How to run sed on over 10 million files in a directory?

9,501

Solution 1

Give this a try:

find -name '*.txt' -print0 | xargs -0 -I {} -P 0 sed -i -e 's/blah/blee/g' {}

It will only feed one filename to each invocation of sed. That will solve the "too many args for sed" problem. The -P option should allow multiple processes to be forked at the same time. If 0 doesn't work (it's supposed to run as many as possible), try other numbers (10? 100? the number of cores you have?) to limit the number.

Solution 2

I've tested this method (and all the others) on 10 million (empty) files, named "hello 00000001" to "hello 10000000" (14 bytes per name).
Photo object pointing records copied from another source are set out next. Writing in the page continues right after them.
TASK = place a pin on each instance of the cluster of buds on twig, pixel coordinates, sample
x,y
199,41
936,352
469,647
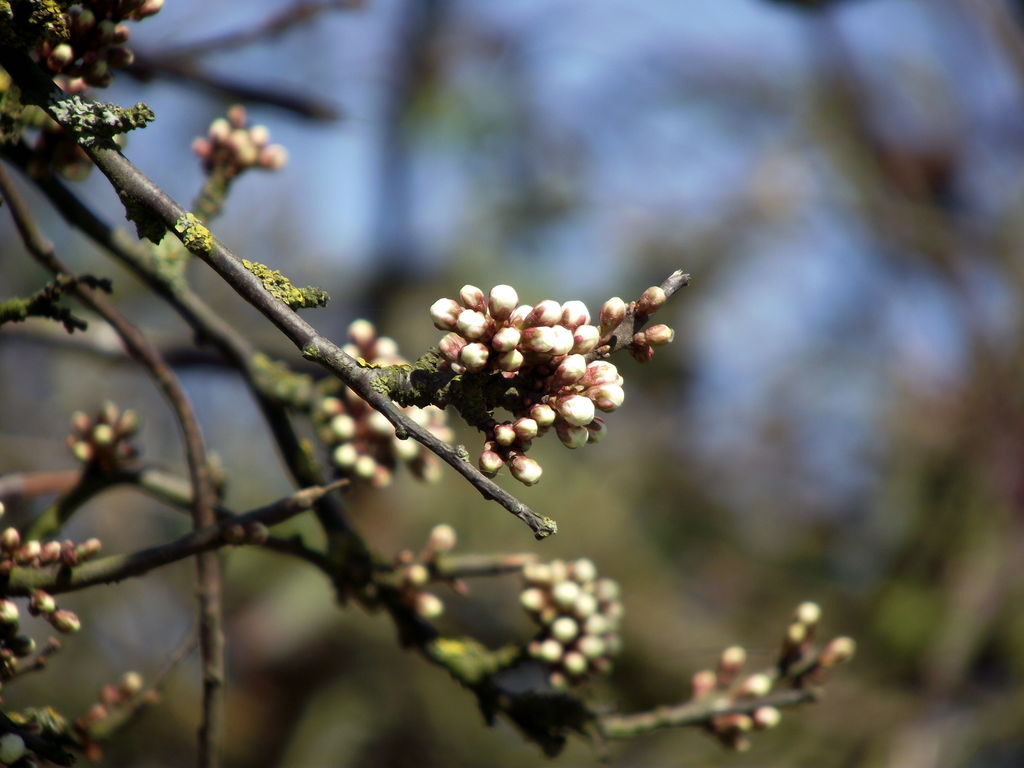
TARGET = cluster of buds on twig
x,y
33,553
361,441
414,571
547,352
799,665
97,42
114,702
15,646
579,615
230,146
102,442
UPDATE: I've now included a quad-core run on the 'find |xargs' method (still without 'sed'; just echo >/dev/null)..

# Step 1. Build an array for 10 million files
#   * RAM usage approx:  1.5 GiB 
#   * Elapsed Time:  2 min 29 sec 
  names=( hello\ * )

# Step 2. Process the array.
#   * Elapsed Time:  7 min 43 sec
  for (( ix=0, cnt=${#names[@]} ; ix<$cnt; ix++ )) ; do echo "${names[ix]}" >/dev/null ; done  

Here is a summary of how the provided answers fared when run against the test data mentioned above. These results involve only the basic overheads; ie 'sed' was not called. The sed process will almost certainly be the most time-consuming, but I thought it would be interesting to see how the bare methods compared.

Dennis's 'find |xargs' method, using a single core, took *4 hours 21 mins** longer than the bash array method on a no sed run... However, the multi-core advantage offered by 'find' should outweigh the time differences shown when sed is being called for processing the files...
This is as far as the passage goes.